CFT statement on the Governor’s proposed budget
For immediate release: January 9, 2015
“Time to restore programs lost to the Great Recession”
Governor Brown’s proposed budget for 2015-16 includes increased funding for public education at all levels. But the governor’s observation that this budget’s Proposition 98 funding represents a 39% increase over four years needs context. In 2011, California school funding had hit bottom, due to a decade of disinvestment through cuts and the Great Recession. At that point $20 billion had been cut from K-14 funding.
Today’s proposed budget will contribute to better achievement levels for our students, and help to restore school programs we need for a quality public education system. But California’s public K-12 schools still rank near the bottom of the nation in per pupil funding and class size average. Much more needs to be done to bring our public schools to a funding level that gives our students the resources they need to excel.
CFT president Joshua Pechthalt noted, “The governor is a prudent steward of the state’s budget, but we also need his leadership in ensuring that California’s students and our most at-risk communities have the resources they desperately need in the coming years. The governor should go beyond simply acknowledging that the source of California’s success is Proposition 30; we need to make this progressive tax and its success permanent, build on it, and the governor should lead the way. Our students and their families depend not only on strong schools, but social programs like SSI, CalWorks, and subsidized childcare, that have been deeply impacted by cuts. It is time to fully restore important programs lost to the Great Recession.”

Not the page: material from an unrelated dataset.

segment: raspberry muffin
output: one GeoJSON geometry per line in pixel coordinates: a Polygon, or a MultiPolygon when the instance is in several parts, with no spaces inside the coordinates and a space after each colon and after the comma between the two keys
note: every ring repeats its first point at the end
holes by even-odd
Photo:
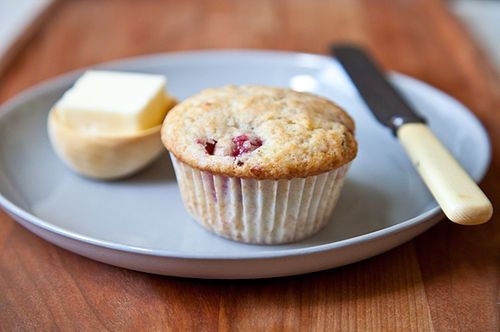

“While the state’s economy has been growing, we can’t assume that will continue,” Pechthalt said. “The Governor rightly credits Prop 30 for an improved budget, yet he insists it is a temporary tax. The loss in revenue of $6 billion a year generated by Prop 30 if the measure is allowed to expire will unnecessarily punish millions of Californians.
Jim Mahler, president of the CFT’s Community College Council, said, “On the same day we learn that the Obama administration is proposing to add resources to community college funding for low income students, we are deeply disappointed that the governor did not see fit to help part-time instructors in our community colleges hold office hours for their students, nor to create a pathway for adjuncts with proven records of excellence to become full-time instructors. In the State of the State, Governor Brown asserted his intention to help students move through college in a timely way. That requires more full-time instructors, restoration of classified student support positions lost to the recession, and proper resourcing for part-timers, who make up the bulk of the community college teaching workforce.”
Bob Samuels is a lecturer in English at UCLA, and president of the UC-AFT, representing lecturers and librarians throughout the University of California system. He said, in regard to the proposed UC budget, “We support the governor’s desire to freeze tuition, but we also believe a deal can be worked out where the university receives more state funds on the condition that it uses the money to hire more faculty, decrease the number of ineffective large lecture classes, and restore educational quality that has been degraded.”
The California Federation of Teachers represents 120,000 education employees, from Head Start through the University of California. It is affiliated with the American Federation of Teachers, AFL-CIO. More information: cft.org.